The amendment would affect roughly 7,500 properties throughout the state with a taxable value of more than $800 million. At least $70 million in property taxes would be collected. But the amendment calls for property-tax rates to be reduced proportionately to prevent any gain in property-tax revenue. The Colorado Hospital Association opposes the amendment, arguing that it will raise hospitals' operating costs and reduce available hospital resources.
In Nevada, Proposition 13 would exempt orthotic appliances, ambulatory casts and similar supports along with splints and bandages from sales taxes if they are prescribed by a licensed healthcare provider.
In Missouri, a ballot question on wages would affect all providers. A proposed increase in the state minimum wage to $6.25 an hour, with 15-cent increases to follow each year, has hospitals and nursing homes in a fever. They argue that if Proposition A passes, it will boost labor costs unreasonably for hourly workers. The measure is sponsored by the Teamsters and ACORN, an activist group, who say the federal minimum wage doesn't raise low-income workers out of poverty.
Finally, the business activities of public hospitals is the subject of ballot initiatives in at least three states.
A proposed amendment to the Idaho Constitution would allow the state's 28 county, district and joint city/county hospitals for the first time to participate in business relationships like their private hospital counterparts.
Specifically, the measure would allow Idaho public hospitals to engage in shared services and other joint or cooperative ventures, to enter joint ventures and partnerships to finance facilities and projects, and to participate in other sharing arrangements to provide healthcare services.
The amendment would remove an obstacle for public hospitals to engage in such activities by exempting them from a provision of the state constitution that bars state and local government-controlled organizations from lending money to or sharing financial risk with private corporations. The Idaho Hospital Association supports the amendment, which the state Legislature passed and placed on the ballot.

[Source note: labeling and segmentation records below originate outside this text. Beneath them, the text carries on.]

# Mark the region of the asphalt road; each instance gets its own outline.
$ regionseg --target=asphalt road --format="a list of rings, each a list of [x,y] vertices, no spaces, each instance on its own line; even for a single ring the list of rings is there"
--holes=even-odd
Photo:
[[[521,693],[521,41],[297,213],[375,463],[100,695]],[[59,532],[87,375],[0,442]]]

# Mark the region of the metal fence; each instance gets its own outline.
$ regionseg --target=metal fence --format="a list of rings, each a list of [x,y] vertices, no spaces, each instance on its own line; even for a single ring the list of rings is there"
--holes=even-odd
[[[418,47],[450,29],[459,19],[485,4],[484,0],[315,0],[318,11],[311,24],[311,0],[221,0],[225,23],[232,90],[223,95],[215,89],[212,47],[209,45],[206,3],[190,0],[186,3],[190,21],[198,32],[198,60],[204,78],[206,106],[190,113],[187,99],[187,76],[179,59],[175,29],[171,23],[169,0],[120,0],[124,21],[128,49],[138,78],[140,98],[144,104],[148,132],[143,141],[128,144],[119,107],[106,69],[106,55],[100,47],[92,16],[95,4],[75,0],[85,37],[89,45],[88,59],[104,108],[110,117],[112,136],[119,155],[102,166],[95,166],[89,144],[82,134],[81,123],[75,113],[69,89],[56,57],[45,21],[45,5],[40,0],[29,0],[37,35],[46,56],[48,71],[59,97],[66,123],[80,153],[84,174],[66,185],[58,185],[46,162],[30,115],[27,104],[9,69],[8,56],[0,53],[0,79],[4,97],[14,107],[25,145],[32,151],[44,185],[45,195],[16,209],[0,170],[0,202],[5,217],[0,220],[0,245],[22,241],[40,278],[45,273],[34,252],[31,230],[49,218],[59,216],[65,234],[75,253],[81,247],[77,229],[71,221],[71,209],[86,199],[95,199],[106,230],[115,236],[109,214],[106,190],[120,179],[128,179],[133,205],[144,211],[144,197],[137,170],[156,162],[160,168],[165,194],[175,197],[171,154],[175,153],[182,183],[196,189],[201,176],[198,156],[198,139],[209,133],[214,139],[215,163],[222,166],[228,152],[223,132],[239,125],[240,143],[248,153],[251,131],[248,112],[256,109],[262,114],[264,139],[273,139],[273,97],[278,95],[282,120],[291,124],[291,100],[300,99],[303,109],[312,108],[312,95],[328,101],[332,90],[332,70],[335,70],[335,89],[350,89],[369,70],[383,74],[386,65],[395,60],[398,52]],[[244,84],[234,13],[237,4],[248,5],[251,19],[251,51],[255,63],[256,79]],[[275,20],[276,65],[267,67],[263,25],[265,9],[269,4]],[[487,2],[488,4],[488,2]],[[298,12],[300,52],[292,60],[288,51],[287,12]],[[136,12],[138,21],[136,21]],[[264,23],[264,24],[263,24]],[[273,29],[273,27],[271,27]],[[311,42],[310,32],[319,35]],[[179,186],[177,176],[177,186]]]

Voters in South Carolina and Tennessee will decide whether to give up control of their public hospitals to one or more regional private not-for-profit hospital systems.
The 362,000 residents of Greenville County, S.C., will vote on whether to allow Greenville Hospital System to create a merger-like partnership with two other regional hospital systems in South Carolina.
The other systems are Spartanburg (S.C.) Regional Healthcare System and Anderson (S.C.) Area Medical Center.
The controversial partnership would give the three systems a virtual monopoly over acute-care hospital services in the northwestern section of South Carolina known as upstate. A coalition of smaller competing hospitals, some area businesses and some state legislators opposes the deal, which also is being investigated by the U.S. Justice Department for possible antitrust violations (July 29, p. 2).
The referendum, placed on the November ballot by a resolution from the Greenville County Council, asks voters whether they "approve of" the seven-hospital public system transferring its assets, programs and facilities to the new partnership. But whether the referendum is binding on the hospital system is open to debate and is the subject of at least one local lawsuit.
Meanwhile, the 25,000 residents of Cookeville, Tenn., will decide whether to lease the city-owned Cookeville General Hospital to Fort Sanders Health System of Knoxville, Tenn. The City Council supports the lease, which was tentatively signed in July, while the hospital administration and board oppose the lease. In fact, last month the board signed a tentative affiliation agreement with two other hospitals.
The ballot asks Cookeville residents to vote for or against a city ordinance, passed in July, that allows the city to lease the hospital to Fort Sanders in a deal worth more than $150 million.